Publié le 27 Juin 2017


 

Si 77 % des cadres ouvrent leur mail en dehors du bureau[1], un nombre quasi équivalent souhaite une vraie régulation de l’utilisation des outils numériques. En répondant à cette demande, la loi sur le travail d’août 2016 ouvre la voie à une clarification des usages.

Si les outils  numériques apportent de la flexibilité dans l’organisation du travail, ils peuvent impacter la santé, en créant une charge de travail supplémentaire, sans parler du stress : sollicitations, urgence des réponses à apporter...

 

Que dit la loi sur le sujet ?

Instauré par la loi Travail d’août 2016, le droit à la déconnexion doit permettre au salarié de se couper temporairement des outils numériques afin de ne pas être en permanence joignable dans un cadre professionnel. Il s’agit au final d’« assurer le respect des temps de repos et de congé ainsi que la vie personnelle et familiale ».

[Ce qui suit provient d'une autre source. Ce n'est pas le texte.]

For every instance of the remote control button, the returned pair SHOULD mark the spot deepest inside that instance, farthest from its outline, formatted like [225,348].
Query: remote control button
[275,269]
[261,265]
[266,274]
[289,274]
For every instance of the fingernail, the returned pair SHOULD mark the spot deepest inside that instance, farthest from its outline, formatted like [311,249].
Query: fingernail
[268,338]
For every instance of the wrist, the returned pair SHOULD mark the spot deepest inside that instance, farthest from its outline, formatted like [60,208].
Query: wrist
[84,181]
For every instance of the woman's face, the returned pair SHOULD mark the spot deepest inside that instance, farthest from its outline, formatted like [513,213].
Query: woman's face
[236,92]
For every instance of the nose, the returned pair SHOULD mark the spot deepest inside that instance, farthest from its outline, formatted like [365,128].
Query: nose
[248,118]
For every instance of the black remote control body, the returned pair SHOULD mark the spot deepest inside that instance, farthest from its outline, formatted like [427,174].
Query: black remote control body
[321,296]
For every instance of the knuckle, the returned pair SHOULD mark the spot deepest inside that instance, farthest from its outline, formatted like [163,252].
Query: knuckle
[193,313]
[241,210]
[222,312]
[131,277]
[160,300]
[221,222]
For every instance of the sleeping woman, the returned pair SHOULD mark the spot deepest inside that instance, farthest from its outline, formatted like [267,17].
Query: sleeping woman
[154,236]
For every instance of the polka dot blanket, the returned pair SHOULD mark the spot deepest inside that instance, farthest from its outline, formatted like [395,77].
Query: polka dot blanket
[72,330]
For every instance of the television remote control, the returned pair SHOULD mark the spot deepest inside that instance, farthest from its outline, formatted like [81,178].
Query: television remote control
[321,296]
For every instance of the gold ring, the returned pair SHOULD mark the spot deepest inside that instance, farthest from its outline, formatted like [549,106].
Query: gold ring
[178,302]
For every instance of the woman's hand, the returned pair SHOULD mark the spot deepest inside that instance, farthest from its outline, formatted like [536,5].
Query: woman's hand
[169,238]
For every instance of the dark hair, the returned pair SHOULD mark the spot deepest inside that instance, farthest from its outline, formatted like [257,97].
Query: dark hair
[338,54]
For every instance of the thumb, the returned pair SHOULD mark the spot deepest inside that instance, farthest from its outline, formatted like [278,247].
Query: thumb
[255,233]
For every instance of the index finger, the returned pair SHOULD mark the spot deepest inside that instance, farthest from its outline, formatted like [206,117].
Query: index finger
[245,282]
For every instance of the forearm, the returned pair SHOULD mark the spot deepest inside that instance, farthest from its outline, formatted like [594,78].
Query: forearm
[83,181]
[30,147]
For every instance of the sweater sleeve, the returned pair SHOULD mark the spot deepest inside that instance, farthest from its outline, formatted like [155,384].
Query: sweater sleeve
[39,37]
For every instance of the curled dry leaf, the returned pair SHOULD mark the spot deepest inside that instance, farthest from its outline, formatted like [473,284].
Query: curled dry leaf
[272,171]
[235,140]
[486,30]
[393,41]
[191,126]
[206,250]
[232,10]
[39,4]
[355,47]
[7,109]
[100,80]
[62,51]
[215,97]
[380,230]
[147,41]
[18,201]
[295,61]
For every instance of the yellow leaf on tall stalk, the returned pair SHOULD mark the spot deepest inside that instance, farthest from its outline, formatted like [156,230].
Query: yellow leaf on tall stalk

Pour les entreprises, il s’agit de trouver un accord sur la mise en place de dispositifs de régulation de l’utilisation des outils numériques ; et à défaut d’accord, d’élaborer une charte devant préciser la mise en œuvre d’actions de sensibilisation et de formation pour les salariés et le personnel d’encadrement.

 

Faire de l’obligation légale une opportunité à saisir

Trois types d’actions peuvent permettre d’alimenter le dialogue au sein de l’entreprise et de mettre en œuvre des solutions opérationnelles :

 

1. Clarifier les pratiques

Pour évaluer l’importance et l’intensité au quotidien des usages numériques, il est d’abord nécessaire de procéder à un état des lieux des pratiques, des comportements et des ressentis, qui diffèrent selon la nécessité des métiers et des organisations. Quelques exemples de questions à se poser :

Quels sont les métiers les plus exposés ?

Quelle est la quantité de mails reçus/envoyés après 20h, ou le week-end ?

Comment est perçu l’usage du digital : souplesse ou contrainte ?

Quelle est la part des salariés qui utilise des outils personnels pour un usage professionnel ?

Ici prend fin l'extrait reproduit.